A graphical display of the residuals for a first-degree polynomial fit is shown below. The top plot shows that the residuals are calculated as the vertical distance from the data point to the fitted curve. The bottom plot displays the residuals relative to the fit, which is the zero line.

Plots of residuals for a first-degree polynomial fit

The residuals appear randomly scattered around zero indicating that the model describes the data well.

A graphical display of the residuals for a second-degree polynomial fit is shown below. The model includes only the quadratic term, and does not include a linear or constant term.

Plots of residuals for a second-degree polynomial fit

The residuals are systematically positive for much of the data range indicating that this model is a poor fit for the data.

Example: Residual Analysis

This example fits several polynomial models to generated data and evaluates how well those models fit the data and how precisely they can predict. The data is generated from a cubic curve, and there is a large gap in the range of the x variable where no data exist.

x = [1:0.1:3 9:0.1:10]';
c = [2.5 -0.5 1.3 -0.1]; 
y = c(1) + c(2)*x + c(3)*x.^2 + c(4)*x.^3 + (rand(size(x))-0.5);

Fit the data in the Curve Fitter app using a cubic polynomial and a fifth-degree polynomial. The data, fits, and residuals are shown below. You can display residuals in the Curve Fitter app by clicking Residuals Plot in the Visualization section of the Curve Fitter tab.

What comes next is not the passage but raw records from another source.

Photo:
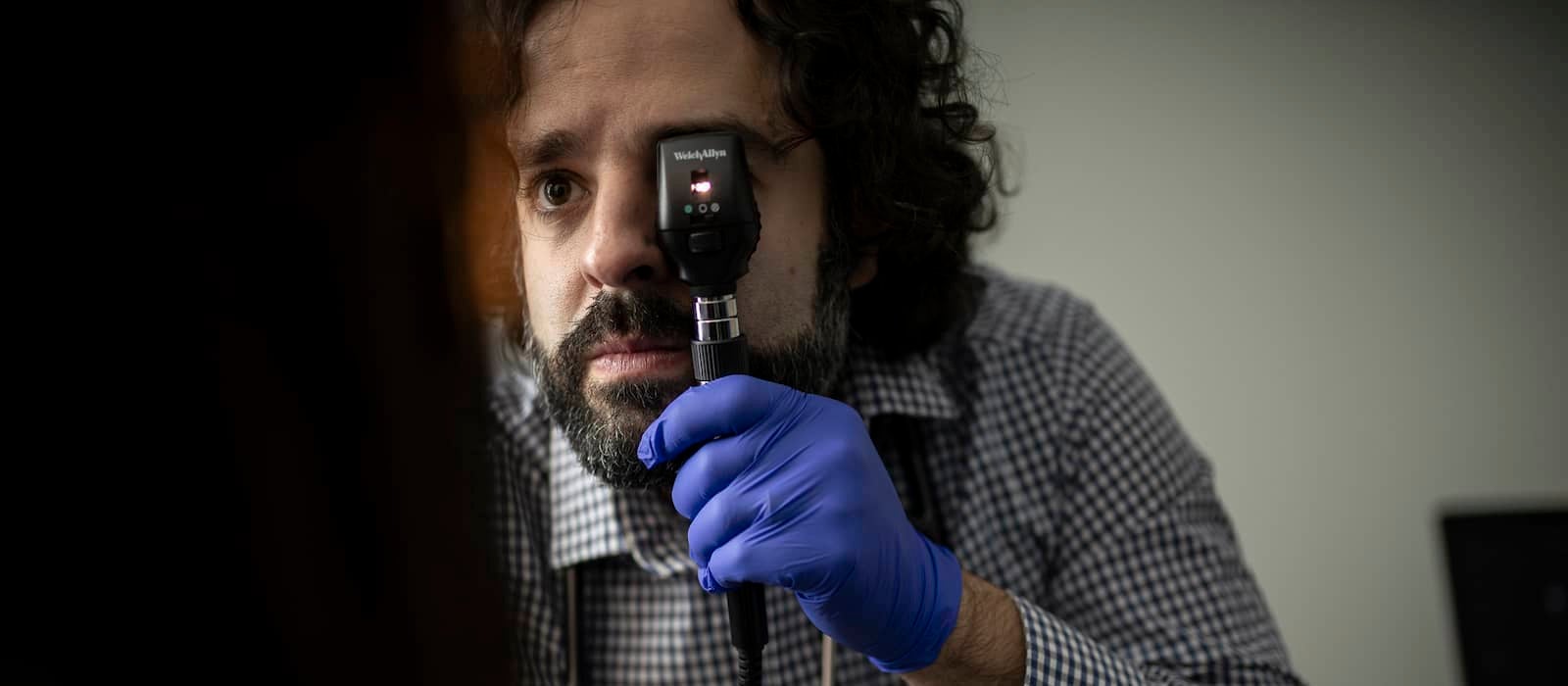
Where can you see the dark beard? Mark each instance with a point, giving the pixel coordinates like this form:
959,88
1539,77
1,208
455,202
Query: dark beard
606,423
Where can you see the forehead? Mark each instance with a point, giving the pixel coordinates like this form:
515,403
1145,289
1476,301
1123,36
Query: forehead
609,71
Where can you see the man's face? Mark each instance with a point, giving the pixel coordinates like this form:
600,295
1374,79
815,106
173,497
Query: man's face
609,318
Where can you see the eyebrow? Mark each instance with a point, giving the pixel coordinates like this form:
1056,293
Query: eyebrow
557,144
548,148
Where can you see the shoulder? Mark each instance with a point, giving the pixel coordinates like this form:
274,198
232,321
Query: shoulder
1029,321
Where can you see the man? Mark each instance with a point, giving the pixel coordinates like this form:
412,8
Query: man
953,475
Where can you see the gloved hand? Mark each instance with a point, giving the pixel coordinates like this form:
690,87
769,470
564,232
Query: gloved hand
786,489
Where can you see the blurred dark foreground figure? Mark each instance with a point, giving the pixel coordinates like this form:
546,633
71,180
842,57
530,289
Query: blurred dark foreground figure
300,367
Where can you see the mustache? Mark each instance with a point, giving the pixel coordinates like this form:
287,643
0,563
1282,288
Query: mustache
624,316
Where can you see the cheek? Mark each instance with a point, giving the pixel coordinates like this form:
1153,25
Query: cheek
546,280
776,295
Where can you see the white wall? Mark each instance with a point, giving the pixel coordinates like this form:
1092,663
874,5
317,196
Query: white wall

Plots for a cubic polynomial fit and a fifth-degree polynomial fit

Both models appear to fit the data well, and the residuals appear to be randomly distributed around zero. Therefore, a graphical evaluation of the fits does not reveal any obvious differences between the two equations.

Look at the numerical fit results in the Results pane and compare the confidence bounds for the coefficients.

The results show that the cubic fit coefficients are accurately known (bounds are small), while the quintic fit coefficients are not accurately known. As expected, the fit results for poly3 are reasonable because the generated data follows a cubic curve. The 95% confidence bounds on the fitted coefficients indicate that they are acceptably precise. However, the 95% confidence bounds for poly5 indicate that the fitted coefficients are not known precisely.

The goodness-of-fit statistics are shown in the Table Of Fits pane. By default, the adjusted R-square and RMSE statistics are displayed in the table. The statistics do not reveal a substantial difference between the two equations. To choose statistics to display or hide, right-click the column headers.

The 95% nonsimultaneous prediction bounds for new observations are shown below. To display prediction bounds in the Curve Fitter app, select 95% from the Prediction Bounds list in the Visualization section of the Curve Fitter tab.

Fit plots with prediction bounds for two polynomial fits

The prediction bounds for poly3 indicate that new observations can be predicted with a small uncertainty throughout the entire data range. This is not the case for poly5. It has wider prediction bounds in the area where no data exist, apparently because the data does not contain enough information to estimate the higher degree polynomial terms accurately. In other words, a fifth-degree polynomial overfits the data.

The 95% prediction bounds for the fitted function using poly5 are shown below. As you can see, the uncertainty in predicting the function is large in the center of the data. Therefore, you would conclude that more data must be collected before you can make precise predictions using a fifth-degree polynomial.

In conclusion, you should examine all available goodness-of-fit measures before deciding on the fit that is best for your purposes. A graphical examination of the fit and residuals should always be your initial approach. However, some fit characteristics are revealed only through numerical fit results, statistics, and prediction bounds.